Elle constituait une exception, tandis que la paix était la norme. Les conflits au sein de la nation devaient se résoudre pacifiquement à travers le jeu politique.

350 ans plus tard (1670-2023, le concept de la démocratie absolue de la Multitude ressurgit et réapparait, devient possible grâce à l’internet (il devient cybernétiquement aisé et très facile sans aucun risque de fraude ou malversation de faire participer toute la population de façon instantanée à partir de leur chez soi, à tous types scrutins ou de votes y compris parlementaires, en shuntant et en passant par dessus la fausse représentation actuelle corrompue, entre les mains des lobbies et de l’oligarchie).

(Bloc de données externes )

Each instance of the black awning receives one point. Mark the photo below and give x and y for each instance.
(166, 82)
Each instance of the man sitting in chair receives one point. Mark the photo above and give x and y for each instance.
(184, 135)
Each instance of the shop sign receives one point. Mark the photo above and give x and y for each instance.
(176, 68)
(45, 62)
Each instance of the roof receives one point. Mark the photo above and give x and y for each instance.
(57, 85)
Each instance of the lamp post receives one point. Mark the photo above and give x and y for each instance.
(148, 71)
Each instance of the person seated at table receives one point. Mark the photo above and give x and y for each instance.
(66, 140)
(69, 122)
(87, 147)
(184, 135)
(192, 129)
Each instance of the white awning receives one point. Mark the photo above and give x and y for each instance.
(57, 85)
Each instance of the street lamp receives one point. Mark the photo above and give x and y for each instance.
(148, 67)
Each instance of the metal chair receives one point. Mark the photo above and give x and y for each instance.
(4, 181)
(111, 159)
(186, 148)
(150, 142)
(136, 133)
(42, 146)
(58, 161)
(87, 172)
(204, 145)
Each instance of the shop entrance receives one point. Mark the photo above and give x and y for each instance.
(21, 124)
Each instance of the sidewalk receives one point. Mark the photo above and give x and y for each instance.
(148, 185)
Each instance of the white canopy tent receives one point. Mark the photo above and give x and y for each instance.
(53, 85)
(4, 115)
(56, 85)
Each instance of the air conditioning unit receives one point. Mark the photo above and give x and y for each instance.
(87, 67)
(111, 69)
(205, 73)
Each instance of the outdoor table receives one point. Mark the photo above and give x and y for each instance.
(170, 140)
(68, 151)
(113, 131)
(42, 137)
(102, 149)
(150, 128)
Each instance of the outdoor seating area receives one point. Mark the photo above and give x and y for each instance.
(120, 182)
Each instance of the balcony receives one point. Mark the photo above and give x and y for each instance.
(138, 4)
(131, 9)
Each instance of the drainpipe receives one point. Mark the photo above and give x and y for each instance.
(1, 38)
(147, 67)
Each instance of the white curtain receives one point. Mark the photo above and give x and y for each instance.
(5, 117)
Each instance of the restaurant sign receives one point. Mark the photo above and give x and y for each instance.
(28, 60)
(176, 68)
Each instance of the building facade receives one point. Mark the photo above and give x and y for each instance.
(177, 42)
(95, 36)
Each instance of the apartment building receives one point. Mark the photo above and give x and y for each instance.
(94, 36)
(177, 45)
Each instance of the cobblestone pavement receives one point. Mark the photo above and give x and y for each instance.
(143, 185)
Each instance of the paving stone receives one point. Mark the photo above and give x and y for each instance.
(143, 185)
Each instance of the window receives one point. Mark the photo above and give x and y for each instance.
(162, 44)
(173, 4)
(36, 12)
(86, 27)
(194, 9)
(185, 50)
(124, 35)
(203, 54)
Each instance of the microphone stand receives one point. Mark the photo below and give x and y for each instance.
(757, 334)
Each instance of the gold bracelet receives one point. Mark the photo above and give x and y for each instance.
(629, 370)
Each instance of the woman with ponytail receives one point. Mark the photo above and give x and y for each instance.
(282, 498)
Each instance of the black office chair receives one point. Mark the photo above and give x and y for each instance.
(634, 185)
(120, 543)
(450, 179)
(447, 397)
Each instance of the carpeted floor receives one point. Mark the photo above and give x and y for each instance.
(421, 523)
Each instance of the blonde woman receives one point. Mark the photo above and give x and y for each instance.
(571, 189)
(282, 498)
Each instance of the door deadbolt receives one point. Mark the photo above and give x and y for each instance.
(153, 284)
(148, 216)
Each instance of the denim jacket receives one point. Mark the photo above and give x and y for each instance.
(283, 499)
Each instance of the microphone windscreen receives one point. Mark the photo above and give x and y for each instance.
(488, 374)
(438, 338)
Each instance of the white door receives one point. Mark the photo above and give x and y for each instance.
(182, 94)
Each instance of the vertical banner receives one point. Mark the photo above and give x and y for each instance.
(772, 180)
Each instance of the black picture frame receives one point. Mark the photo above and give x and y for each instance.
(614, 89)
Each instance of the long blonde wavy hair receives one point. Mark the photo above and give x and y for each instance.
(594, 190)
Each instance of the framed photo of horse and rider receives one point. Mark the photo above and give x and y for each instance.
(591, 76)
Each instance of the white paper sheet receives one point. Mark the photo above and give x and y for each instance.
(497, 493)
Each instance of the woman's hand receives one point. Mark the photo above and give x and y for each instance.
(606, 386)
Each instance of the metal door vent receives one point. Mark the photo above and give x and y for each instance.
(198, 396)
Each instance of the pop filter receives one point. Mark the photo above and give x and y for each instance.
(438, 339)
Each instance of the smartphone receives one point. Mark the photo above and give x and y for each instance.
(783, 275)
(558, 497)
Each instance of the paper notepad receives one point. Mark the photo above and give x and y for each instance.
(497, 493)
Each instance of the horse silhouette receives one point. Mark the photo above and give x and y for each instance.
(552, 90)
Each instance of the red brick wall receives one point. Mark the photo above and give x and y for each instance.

Cette démocratie absolue peut-être réactivée , sauf qu’elle se heurte à l’ordre dominant transcendant de la dialectique hégélienne occidentale qui veut tout subsumer dans la totalité, de la souveraineté, c’est à dire celui du deuxième mode de la modernité (l’actuel ou antimodernité) et de son corollaire naturel qu’est la démocratie libérale corrompue faussement représentative car constitutive au capital.

Avec la crise de la représentation, dans le monde, totalement en déclin et qui a montré ses limites, a pour seul objectif de dresser et confiner l’électorat adventum eternam sur les rails de la route de la servitude, de la manipulation, de la soumission et de la corruption.